Although the piece interpretation in the Papagaio exhibitions is mental, this notion is destroyed in Lua Cão. It becomes impossible to read the works without the sound abstraction of the first exhibitions, where they re-read themselves, not through space, but through sound. At the same time, in Lua Cão, the interaction of works is altered. There is a difference between the first exhibitions and the last ones. In Walk&Talk, the dialogue happens inside the works, in Kunstverein and La Casa Encendida this happens inside the spectator, a mental process that happens by “recombination”4 and memory. In Terçolho, the projector’s perception and the human action unfolding on the site take the viewer back to an earthly reality, in a guide to the abysmal trajectory throughout the exhibition.

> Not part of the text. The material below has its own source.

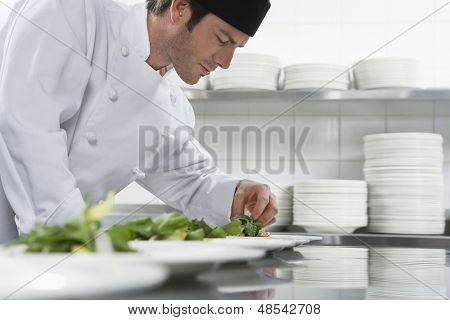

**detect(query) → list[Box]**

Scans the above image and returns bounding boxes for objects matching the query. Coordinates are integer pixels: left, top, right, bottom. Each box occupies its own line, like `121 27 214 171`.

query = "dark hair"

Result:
147 0 209 31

Gusmão and Paiva leverage the narrative construction in favour of this action. They creatively illustrate a continuation action of the exhibition, an exhibition about the exhibition, reflected through memory as mise en abyme. This is an identifying notion of the duo’s creativity, through a linguistic and pictorial dictionary that is constructed in the mind.
1. Daumal, René, 2020, A Grande Bebedeira, trad. por Lurdes Júdice, Lisboa: Dois Dias edições.
2. Alfred Jarry, “Book Two: Elements of Pataphisics to Thadée Natanson: Definition”, in Jarry, Alfred 1996, Exploits & Opinions of Doctor Faustroll, Pataphysician: A Neo-Scientific Novel by Alfred Jarry, trad. Por Watson Taylor, Boston: Exact Change, pp. 21-23
3. Lucien Dällenbach, “Mise en Abyme and reflexivity: 1. Typology and Immediate Analysis Dällenbach”, “Basic Properties: The Reflected Narrative”, in Lucien, 1989 orig. 1971, The Mirror in the Text. Chicago: University of Chicago Press, pp. 41-43.
4. Roland Barthes, “The Death of the Author”, in Barthes, Roland, 1977 orig. 1968, Image-MusicText, trad. por Stephen Heath, London: Fontana, pp. 142-148.